The Curious Absence of Uncertainty from Many (Most?) Visualizations

All I want for Christmas is some error with those estimates

Jessica Hullman
Dec 23, 2019 · 10 min read

Consider the last few visualizations you encountered outside of scientific publications, whether in a news article backed by data, in researching a product, or in using an application to plan a trip. Did the visualizations depict uncertainty–the possibility that the observed data or model predictions could take on a set of possible values?

A chart from the U.S. Fed’s 2019 report implies that the public holds exactly 77.64% of the the U.S. nominal GDP (which is itself an enormous number typically reported without error). When uncertainty is withheld, visualizations imply unrealistic precision that viewers may or may not question.

Everybody’s talking about it, nobody’s doing it

What’s behind this omission? I wondered. Uncertainty communication is an increasingly hot topic in research and practice. As a visualization researcher, I’m well aware of the many techniques that have been proposed for representing uncertainty. There are the standard, STATS 101 class representations of probability via intervals (confidence, standard deviation standard error) or plotted density functions (summarized here). Then there are newer techniques that apply a frequency framing (e.g., 3 out of 10 rather than 30%), which psychologists like Gerd Gigerenzer have shown can improve Bayesian reasoning, to visualizations. Some of these, like hypothetical outcome plots (HOPs), can be applied to pretty much any visualization so long as you can generate draws from the distribution you want to show, leaving little room for excuses for omitting uncertainty from already complex visualizations.

So I began talking to visualization authors to find out more. I wanted to know how they thought about the value of uncertainty or error information in presenting estimates, how often and how they presented it, where they struggled to calculate or convey it, and how they perceived convention or norms around uncertainty in data visualization. First I surveyed about 90 professionals — from journalism, industry, research and education, and the public sector — who create visualizations as a regular part of their job.

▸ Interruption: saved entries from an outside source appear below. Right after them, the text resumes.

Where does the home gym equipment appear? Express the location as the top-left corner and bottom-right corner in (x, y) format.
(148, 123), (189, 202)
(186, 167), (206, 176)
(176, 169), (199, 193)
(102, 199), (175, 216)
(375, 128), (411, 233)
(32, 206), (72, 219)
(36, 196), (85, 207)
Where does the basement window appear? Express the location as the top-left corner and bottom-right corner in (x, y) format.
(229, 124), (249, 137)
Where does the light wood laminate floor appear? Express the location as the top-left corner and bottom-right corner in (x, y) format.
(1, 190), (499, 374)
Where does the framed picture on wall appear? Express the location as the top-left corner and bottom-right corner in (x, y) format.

I also did more in-depth interviews with some really smart people: 13 visualization designers, graphic editors, and general influencers in the world of data visualization whose work I personally respect.

Contradictions between design aspirations and practice

What I want to discuss here is one particular tension that I observed again and again in responses. That tension consists of two facts:

  1. Most authors responded positively when asked about the value of conveying uncertainty in visualizations. They understood that uncertainty was beneficial to viewers for making decisions and calibrating their confidence. Some described conveying it as an author’s responsibility.
  2. Most authors confessed to NOT including uncertainty in the majority of the visualizations they create.

Omitting uncertainty is a norm. Here’s why that might be.

Premise: Uncertainty omission is a norm

Tenet 1: Visualizations convey signal

According to many of the authors I surveyed and interviewed, the function of a visualization intended for other people to consume is to convey some “message” or “signal”. As one graphics editor described, the goal of their team was to focus on “one key takeaway”, with a few sub-messages possibly folded in. Multiple others talked about using the design process to tune the visibility of signal to viewers.

The way that authors talked about the message or signal implied that it had a truth value that could be objectively defined. Where does this truth value come from, I wondered?

Tenet 2: The author’s analysis process ensures the signal in a visualization is valid, both from the author’s and the viewers’ point of view. Viewers don’t need to see much evidence of the analysis process, because their trust in the author’s credibility is a priori.

When asked how they knew a signal was valid, authors typically alluded to their process, saying things like “well, we vet things.” In a few cases they referred to hypothesis testing, but more often alluded to exploratory data analysis and discovery through graphing and inspecting the data.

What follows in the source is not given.